According to Balboni, “we know that bereaved loved ones experience more post-traumatic stress disorder, and more complicated bereavements” when patients have large religious support networks. “It’s something that has implications not only for the patient, but also for their family members,” she says. With spiritually- integrated medical care, doctors and nurses can help patients make end-of-life choices that better align with their desires. Balboni points out that remaining in the ICU can be holding out for a certain kind of miracle but makes another type of miracle — spending one’s last days surrounded by loved ones with space for peaceful, meaningful interactions — far less likely.
Turning Thought Into Action
A third area of Templeton-funded research, carried out by Dr. Harold Koenig at Duke University’s Center for Spirituality, Theology and Health, has achieved promising initial results in an effort to integrate religious insights into Cognitive Behavioral Therapy, one of the most thoroughly tested and widely used psychological interventions. Koenig’s team developed variants of traditional CBT for Christian, Jewish, Muslim, Hindu, and Buddhist patients. In the programs, therapists guide patients through a traditional course of CBT, focusing on learning to identify and change unhelpful thought patterns, but with the addition of relevant religious content including weekly scriptural passages to memorize, and encouragement to seek out friendships in one’s own faith community.

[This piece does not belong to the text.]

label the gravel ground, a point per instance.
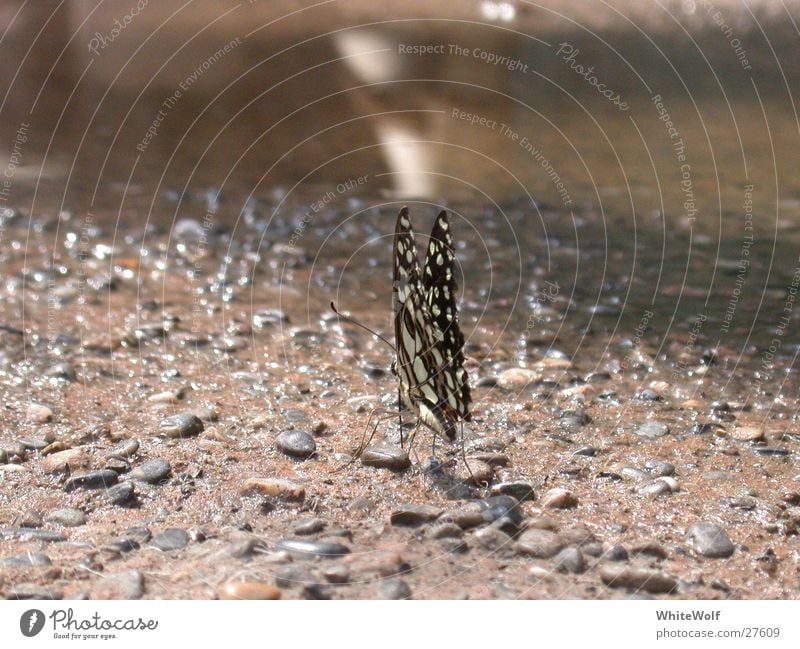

Koenig’s team found that although a completed course of religious CBT was no more effective than the standard variety, patients who used the religious version were more likely to complete their therapy and receive its full benefit. Although some of the initial cohort of therapists found it strange to give their patients religious instructions when they didn’t share the patient’s faith, Koenig’s results show that the therapist’s own faith — or lack thereof — made no significant difference in the effectiveness of the therapy.
Doctors’ Orders
“One source of resistance to research on religion or spirituality and health,” says Harvard’s Alexandra Shields, “is that people can’t imagine it being used in any way other than a doctor ‘prescribing’ that a patient attend church.”

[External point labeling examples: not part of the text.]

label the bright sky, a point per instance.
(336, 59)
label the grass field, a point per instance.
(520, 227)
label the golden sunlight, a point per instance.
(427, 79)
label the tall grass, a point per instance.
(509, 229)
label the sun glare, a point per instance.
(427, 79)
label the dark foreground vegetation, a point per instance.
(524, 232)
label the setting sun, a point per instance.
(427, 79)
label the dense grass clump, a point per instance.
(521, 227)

At Duke, Koenig appreciates that concern but believes that shying away from a patient’s spiritual background and needs isn’t an acceptable approach. “It’s required that people respect the person’s personal beliefs and practices,” he says. “In order to do that, you have to know what they are.”
Koenig believes once a spiritual history of the patient becomes part of the standard in-depth patient background that a physician will gather, doctors will be able to feel as confident talking with patients about spiritual concerns as they do asking them about other non-medical factors that bear on their care. With better information and interventions tuned to an individual patient’s spirituality, Shields says, “the goal is to understand the framework people or patients are operating under, what their resources for resiliency are, and how they can be nurtured to improve patient outcomes.”